Ticker | No of HFs with positions | Total Value of HF Positions (x1000) | Change in HF Position |
---|---|---|---|
SIEN | 21 | 90459 | 6 |
BBCP | 14 | 60722 | 4 |
BNED | 16 | 47123 | 3 |
DZSI | 12 | 48970 | 7 |
ACET | 16 | 156844 | 7 |
VRCA | 7 | 80284 | 3 |
CCNE | 9 | 11190 | 1 |
Average | 13.6 | 70799 | 4.4 |
View table here if you experience formatting issues.
As you can see these stocks had an average of 13.6 hedge funds with bullish positions and the average amount invested in these stocks was $71 million. That figure was $13 million in HOFV’s case. Sientra Inc (NASDAQ:SIEN) is the most popular stock in this table. On the other hand Verrica Pharmaceuticals Inc. (NASDAQ:VRCA) is the least popular one with only 7 bullish hedge fund positions. Compared to these stocks Hall of Fame Resort & Entertainment Company (NASDAQ:HOFV) is even less popular than VRCA. Our overall hedge fund sentiment score for HOFV is 29.7. Stocks with higher number of hedge fund positions relative to other stocks as well as relative to their historical range receive a higher sentiment score.

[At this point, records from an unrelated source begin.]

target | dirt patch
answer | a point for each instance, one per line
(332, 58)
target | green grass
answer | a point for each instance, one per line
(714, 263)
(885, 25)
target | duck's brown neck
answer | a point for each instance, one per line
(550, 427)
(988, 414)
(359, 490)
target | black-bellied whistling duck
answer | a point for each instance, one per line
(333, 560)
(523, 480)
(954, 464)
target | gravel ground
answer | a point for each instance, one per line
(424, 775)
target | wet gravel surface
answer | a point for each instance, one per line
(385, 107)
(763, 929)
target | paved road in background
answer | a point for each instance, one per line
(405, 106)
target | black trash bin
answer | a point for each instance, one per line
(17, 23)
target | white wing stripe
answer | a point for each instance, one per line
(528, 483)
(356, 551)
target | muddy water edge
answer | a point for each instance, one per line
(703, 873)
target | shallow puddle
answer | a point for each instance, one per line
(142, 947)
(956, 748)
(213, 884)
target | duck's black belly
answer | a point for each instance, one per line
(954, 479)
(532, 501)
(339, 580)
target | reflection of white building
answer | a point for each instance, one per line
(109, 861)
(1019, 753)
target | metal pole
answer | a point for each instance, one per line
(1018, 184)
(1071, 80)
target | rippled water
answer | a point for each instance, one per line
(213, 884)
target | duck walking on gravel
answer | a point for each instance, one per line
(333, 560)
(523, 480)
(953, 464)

Hedge funds dodged a bullet by taking a bearish stance towards HOFV. Our calculations showed that the top 10 most popular hedge fund stocks returned 95.8% in 2019 and 2020, and outperformed the S&P 500 ETF (SPY) by 40 percentage points. These stocks gained 19.3% in 2021 through June 25th but managed to beat the market again by 4.8 percentage points. Unfortunately HOFV wasn’t nearly as popular as these 5 stocks (hedge fund sentiment was very bearish); HOFV investors were disappointed as the stock returned -10.2% since the end of the first quarter (through 6/25) and underperformed the market. If you are interested in investing in large cap stocks with huge upside potential, you should check out the top 5 most popular stocks among hedge funds as most of these stocks already outperformed the market since 2019.